GPGse (Groupe de Pédiatrie Générale, Sociale et Environnementale

SFCE (Société Française de lutte contre les Cancers et les leucémies de l’Enfant et de l’adolescent)

SOFREMIP (Société Francophone dédiée à l’Etude des Maladies Inflammatoires Pédiatriques)

 

Remerciements aux relecteurs :

V. Abadie

E. Launay (GPGse)

V. Gandemer

M.-D. Tabone (SFCE)

B. Bader-Meunier

P. Dusser

I. Melki

L. Rossi (SOFREMIP)

Introduction

Les douleurs osseuses sont fréquentes en pédiatrie. Elles peuvent être reliées à de multiples causes qu’il faudra évoquer selon le mode de survenue (brutal ou progressif), l’âge de l’enfant, ou la présence de symptômes associés. L’anamnèse et l’examen clinique sont au centre de la prise en charge initiale. L’atteinte articulaire ne sera pas abordée, faisant l’objet d’autres démarches diagnostiques.

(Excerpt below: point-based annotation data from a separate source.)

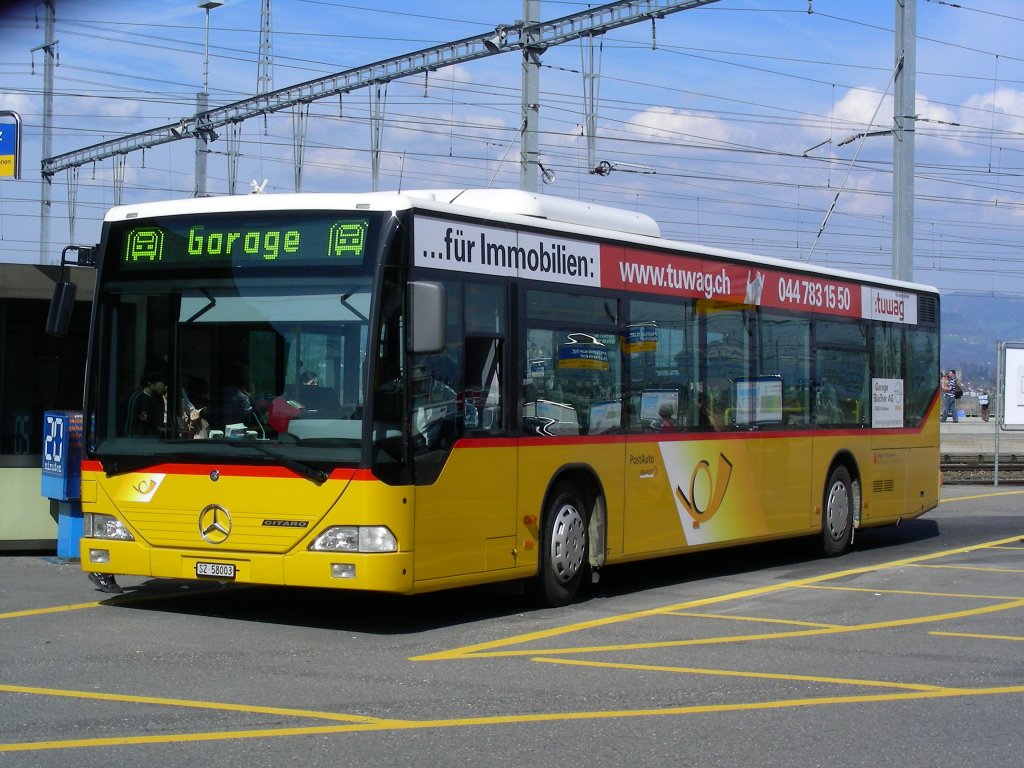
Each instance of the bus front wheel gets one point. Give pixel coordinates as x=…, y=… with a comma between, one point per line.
x=838, y=511
x=563, y=548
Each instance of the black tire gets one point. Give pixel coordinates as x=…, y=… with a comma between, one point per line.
x=838, y=510
x=563, y=547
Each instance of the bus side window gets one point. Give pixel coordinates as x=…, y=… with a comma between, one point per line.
x=482, y=396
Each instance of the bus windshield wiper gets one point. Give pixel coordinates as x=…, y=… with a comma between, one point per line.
x=121, y=465
x=316, y=476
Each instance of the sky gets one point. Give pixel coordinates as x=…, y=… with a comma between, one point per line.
x=726, y=123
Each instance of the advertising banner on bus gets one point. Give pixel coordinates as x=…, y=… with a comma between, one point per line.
x=485, y=250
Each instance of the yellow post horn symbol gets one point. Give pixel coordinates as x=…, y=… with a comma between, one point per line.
x=721, y=484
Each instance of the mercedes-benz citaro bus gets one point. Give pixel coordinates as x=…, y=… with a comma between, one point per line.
x=406, y=392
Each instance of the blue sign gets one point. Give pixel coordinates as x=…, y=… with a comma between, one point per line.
x=61, y=455
x=10, y=130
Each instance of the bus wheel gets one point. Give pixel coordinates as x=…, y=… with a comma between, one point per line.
x=563, y=550
x=838, y=511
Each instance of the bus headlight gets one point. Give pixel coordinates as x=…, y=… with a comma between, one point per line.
x=355, y=539
x=104, y=526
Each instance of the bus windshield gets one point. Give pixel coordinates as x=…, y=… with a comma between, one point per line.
x=233, y=368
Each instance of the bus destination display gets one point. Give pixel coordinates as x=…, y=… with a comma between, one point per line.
x=227, y=242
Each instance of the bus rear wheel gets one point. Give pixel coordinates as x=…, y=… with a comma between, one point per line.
x=838, y=511
x=563, y=548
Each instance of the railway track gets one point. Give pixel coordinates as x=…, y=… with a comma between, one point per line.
x=980, y=468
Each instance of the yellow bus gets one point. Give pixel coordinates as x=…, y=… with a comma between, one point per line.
x=406, y=392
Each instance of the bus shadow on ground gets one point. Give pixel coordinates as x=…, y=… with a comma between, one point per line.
x=397, y=614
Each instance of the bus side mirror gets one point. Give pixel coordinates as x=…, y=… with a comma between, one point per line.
x=428, y=312
x=61, y=304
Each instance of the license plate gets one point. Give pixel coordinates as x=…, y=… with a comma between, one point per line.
x=216, y=569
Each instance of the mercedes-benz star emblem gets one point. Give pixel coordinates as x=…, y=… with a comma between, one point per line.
x=214, y=523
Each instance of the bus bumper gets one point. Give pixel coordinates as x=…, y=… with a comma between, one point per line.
x=375, y=571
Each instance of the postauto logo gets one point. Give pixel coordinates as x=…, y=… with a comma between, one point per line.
x=701, y=505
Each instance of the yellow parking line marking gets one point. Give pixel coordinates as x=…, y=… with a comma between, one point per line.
x=218, y=706
x=501, y=647
x=756, y=620
x=976, y=636
x=981, y=496
x=970, y=567
x=915, y=593
x=734, y=673
x=554, y=717
x=726, y=639
x=51, y=609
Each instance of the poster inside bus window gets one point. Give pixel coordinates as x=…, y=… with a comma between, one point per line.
x=759, y=399
x=227, y=241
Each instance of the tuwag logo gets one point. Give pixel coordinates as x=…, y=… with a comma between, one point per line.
x=707, y=492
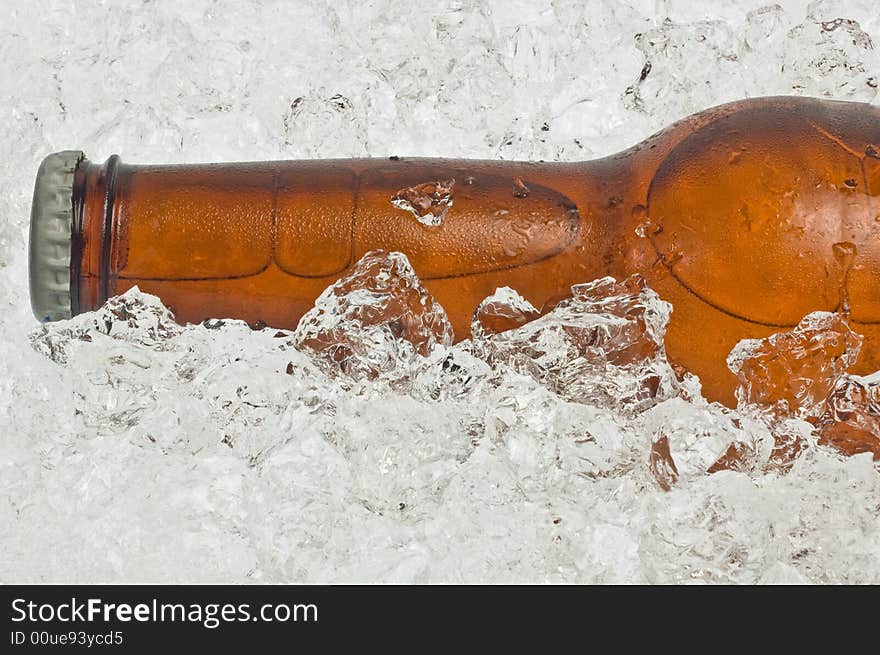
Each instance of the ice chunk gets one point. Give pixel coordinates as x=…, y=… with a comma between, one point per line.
x=374, y=322
x=794, y=372
x=428, y=202
x=851, y=423
x=503, y=310
x=450, y=373
x=661, y=464
x=602, y=346
x=134, y=316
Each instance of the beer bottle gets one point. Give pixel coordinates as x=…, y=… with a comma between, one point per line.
x=745, y=217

Conduite à tenir face à une douleur osseuse localisée

Les éléments anamnestiques essentiels sont : le caractère aigu ou chronique, l’horaire de la douleur (type inflammatoire : vespéral / nocturne, dérouillage matinal ; ou type mécanique : déclenchée par l’activité), le caractère unique ou multiple, insomniant ou non, la survenue d’une fièvre au domicile, l’appréciation de l’état général, la prise d’un traitement médicamenteux, l’âge de l’enfant (capacité à localiser la douleur), le terrain (drépanocytose), les traumatismes ou chutes avérés.

L’examen clinique permet la recherche des signes associés : cassure staturo-pondérale, fièvre, boiterie, douleur élective, anomalie de l’examen cutané, adénopathies, hépatomégalie, splénomégalie.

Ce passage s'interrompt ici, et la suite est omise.